Getting back on track at Wisconsin a tough task for Boilers
By Michael Osipoff 648-3137 or email@example.com March 2, 2013 7:28PM
Iowa guard Devyn Marble (4) and center Gabriel Olaseni (0) put pressure Purdue guard Ronnie Johnson (3) during the second half of an NCAA college basketball game on Wednesday, Feb. 27, 2013, at Carver-Hawkeye Arena in Iowa City. (AP Photo/ The Gazette, Brian Ray) MAGAZINES OUT
Updated: April 4, 2013 7:02AM
From the quality of Wisconsin’s teams, to the coaching, to the style of play, to the size and passion of the crowds, the Kohl Center has been a daunting environment for visiting teams.
It’s the only Big Ten venue where no player on Purdue’s roster has won. The last three senior classes won at least once in every conference arena.
So the Boilermakers (13-15, 6-9 Big Ten) will try to break into that win column against the Badgers on Sunday, after back-to-back losses in Madison, last winning in 2009.
This Wisconsin edition has gone 15-2 at home this season, with its only conference loss coming against Michigan State. And, oh, by the way, it’s senior day for the No. 17 Badgers (20-8, 11-4), who have gone 11-0 in such games under coach Bo Ryan, winning by an average of 17.5 points.

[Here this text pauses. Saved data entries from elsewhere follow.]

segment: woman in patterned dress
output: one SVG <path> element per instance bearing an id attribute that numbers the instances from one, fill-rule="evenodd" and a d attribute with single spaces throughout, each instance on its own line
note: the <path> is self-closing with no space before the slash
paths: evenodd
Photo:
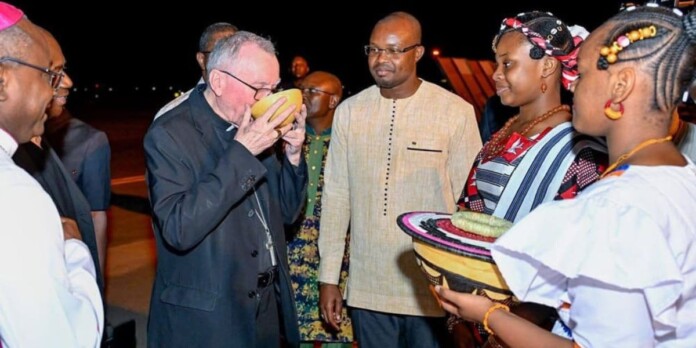
<path id="1" fill-rule="evenodd" d="M 575 31 L 578 31 L 576 33 Z M 572 127 L 561 90 L 577 76 L 577 51 L 584 29 L 572 30 L 548 12 L 527 12 L 503 20 L 493 40 L 496 93 L 519 113 L 479 152 L 458 205 L 516 222 L 539 204 L 573 198 L 599 179 L 606 163 L 604 144 Z M 478 290 L 489 296 L 485 290 Z M 513 298 L 495 297 L 550 329 L 555 312 Z M 480 346 L 480 325 L 450 317 L 448 327 L 462 346 Z M 467 327 L 468 326 L 468 330 Z"/>
<path id="2" fill-rule="evenodd" d="M 511 347 L 696 347 L 696 166 L 668 135 L 695 57 L 694 12 L 629 7 L 596 29 L 580 50 L 573 125 L 606 137 L 611 165 L 492 247 L 515 295 L 554 308 L 572 340 L 483 296 L 438 289 L 445 310 Z"/>

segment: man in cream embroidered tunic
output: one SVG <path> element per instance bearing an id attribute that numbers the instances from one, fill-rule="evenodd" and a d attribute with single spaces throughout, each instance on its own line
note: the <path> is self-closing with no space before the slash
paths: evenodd
<path id="1" fill-rule="evenodd" d="M 416 210 L 453 212 L 481 148 L 473 107 L 416 76 L 416 63 L 425 52 L 420 36 L 418 21 L 409 14 L 396 12 L 378 22 L 365 47 L 377 84 L 341 104 L 334 119 L 319 233 L 320 310 L 325 320 L 340 320 L 335 317 L 340 292 L 334 284 L 350 225 L 345 296 L 354 309 L 361 346 L 393 346 L 404 340 L 395 336 L 398 329 L 379 332 L 375 322 L 361 327 L 370 323 L 356 323 L 361 310 L 443 315 L 418 269 L 411 237 L 401 232 L 396 218 Z M 416 337 L 434 337 L 420 329 L 406 336 L 403 344 L 437 346 L 437 339 Z"/>

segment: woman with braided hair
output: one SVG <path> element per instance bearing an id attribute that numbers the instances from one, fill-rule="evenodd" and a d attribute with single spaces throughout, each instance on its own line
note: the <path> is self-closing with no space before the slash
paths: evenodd
<path id="1" fill-rule="evenodd" d="M 573 29 L 587 33 L 580 27 Z M 493 39 L 497 63 L 493 80 L 501 102 L 519 108 L 519 113 L 479 152 L 458 202 L 460 210 L 516 222 L 539 204 L 573 198 L 599 179 L 606 167 L 606 147 L 576 132 L 570 107 L 561 103 L 561 90 L 577 76 L 576 57 L 583 40 L 572 31 L 548 12 L 521 13 L 503 20 Z M 486 290 L 477 294 L 492 296 Z M 500 297 L 491 298 L 547 329 L 556 321 L 552 308 Z M 482 345 L 487 340 L 481 325 L 461 323 L 456 317 L 448 318 L 455 339 L 468 341 L 461 346 Z"/>
<path id="2" fill-rule="evenodd" d="M 519 113 L 481 149 L 460 209 L 516 222 L 540 203 L 572 198 L 599 178 L 605 146 L 575 132 L 570 107 L 561 104 L 561 89 L 577 76 L 581 41 L 548 12 L 503 20 L 493 40 L 493 80 L 501 102 Z"/>
<path id="3" fill-rule="evenodd" d="M 573 340 L 438 288 L 447 311 L 511 347 L 696 347 L 696 166 L 668 136 L 694 58 L 694 12 L 629 7 L 595 30 L 580 49 L 573 125 L 606 137 L 611 165 L 493 246 L 515 295 L 555 308 Z"/>

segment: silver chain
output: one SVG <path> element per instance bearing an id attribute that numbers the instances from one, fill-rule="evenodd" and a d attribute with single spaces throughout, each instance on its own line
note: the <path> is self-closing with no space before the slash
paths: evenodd
<path id="1" fill-rule="evenodd" d="M 256 205 L 259 207 L 258 210 L 256 210 L 256 208 L 254 208 L 254 210 L 256 211 L 256 216 L 259 218 L 259 222 L 261 222 L 261 225 L 266 232 L 266 249 L 268 249 L 268 252 L 271 254 L 271 266 L 275 267 L 278 264 L 278 261 L 276 260 L 275 250 L 273 247 L 273 236 L 271 235 L 271 230 L 268 228 L 266 216 L 263 214 L 263 208 L 261 208 L 261 201 L 259 201 L 259 195 L 256 193 L 256 188 L 252 189 L 254 190 Z"/>

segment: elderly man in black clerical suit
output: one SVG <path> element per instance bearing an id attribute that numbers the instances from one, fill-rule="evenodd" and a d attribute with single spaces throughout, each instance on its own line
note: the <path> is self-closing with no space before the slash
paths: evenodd
<path id="1" fill-rule="evenodd" d="M 269 121 L 281 98 L 251 118 L 250 105 L 280 81 L 273 44 L 255 34 L 219 42 L 207 71 L 209 84 L 145 135 L 158 258 L 148 343 L 295 347 L 283 223 L 305 199 L 306 109 L 280 127 L 294 112 Z"/>

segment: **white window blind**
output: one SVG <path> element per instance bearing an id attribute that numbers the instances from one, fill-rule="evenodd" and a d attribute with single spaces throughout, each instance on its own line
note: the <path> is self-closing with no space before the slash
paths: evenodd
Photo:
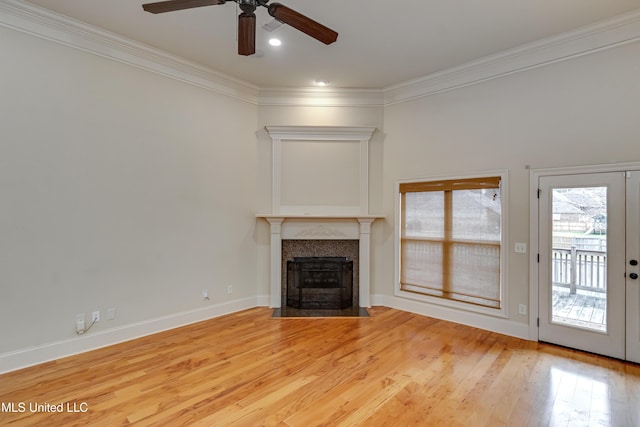
<path id="1" fill-rule="evenodd" d="M 501 307 L 500 177 L 400 184 L 400 286 Z"/>

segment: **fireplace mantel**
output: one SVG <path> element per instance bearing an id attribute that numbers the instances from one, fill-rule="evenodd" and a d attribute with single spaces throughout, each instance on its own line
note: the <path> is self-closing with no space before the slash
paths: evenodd
<path id="1" fill-rule="evenodd" d="M 361 307 L 371 305 L 369 143 L 375 127 L 265 126 L 272 140 L 271 307 L 282 304 L 283 240 L 358 240 Z"/>
<path id="2" fill-rule="evenodd" d="M 371 224 L 380 215 L 281 215 L 258 214 L 271 227 L 270 289 L 271 307 L 279 308 L 282 298 L 282 240 L 359 240 L 361 307 L 371 306 Z"/>
<path id="3" fill-rule="evenodd" d="M 380 215 L 274 215 L 258 214 L 258 218 L 264 218 L 272 227 L 282 226 L 286 221 L 284 239 L 360 239 L 360 234 L 369 232 L 369 227 L 376 219 L 383 218 Z M 359 228 L 358 228 L 359 224 Z M 355 227 L 354 227 L 355 226 Z"/>

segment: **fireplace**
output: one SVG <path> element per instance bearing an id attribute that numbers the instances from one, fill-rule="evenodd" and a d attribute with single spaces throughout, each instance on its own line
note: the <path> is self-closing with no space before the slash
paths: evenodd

“Bo Ryan’s got them rolling right now, they just have a really good team,” senior guard Dru Anthrop said. “The Kohl Center’s always one of those places that you go to, you better be ready to play, because they’re going to be loud, they’re going to be in your face.”
Once again, the Badgers are near the top of the standings — they’ve never finished worse than tied for fourth place in any of Ryan’s 11 seasons — even in contention for this regular season’s conference title. Once again, the whole exceeds the seeming sum of the parts, a collection of players who don’t post overwhelming statistics but simply win games.
“It’s just one of those programs that should be a model for a lot of people, for doing things the right way and just grinding out victories,” said Purdue coach Matt Painter, whose team must win its last three games to end the regular season above .500.
“They’ve always played well together. They’re a good defensive team, they’re a good rebounding team. … They’re very efficient on the offensive end, and this year is no different.”
Wisconsin — which has won three straight games, and six of its last seven — leads the nation in fewest turnovers committed per game, averaging 9.4. Purdue has faced a season-long struggle to take care of the ball, with the issue particularly prominent in its last three road games; the Boilermakers had 16 turnovers at Iowa, 17 at Indiana and 17 at Illinois.
“We talked about it before the game, we’re not going to go on the road, especially in a low-possession game like the game at Iowa, turn the ball over 16 times and expect to win,” said Painter, whose team averages 13.0. “… We have to give ourselves a chance no matter who we play, and our last three road games, we just haven’t done that.”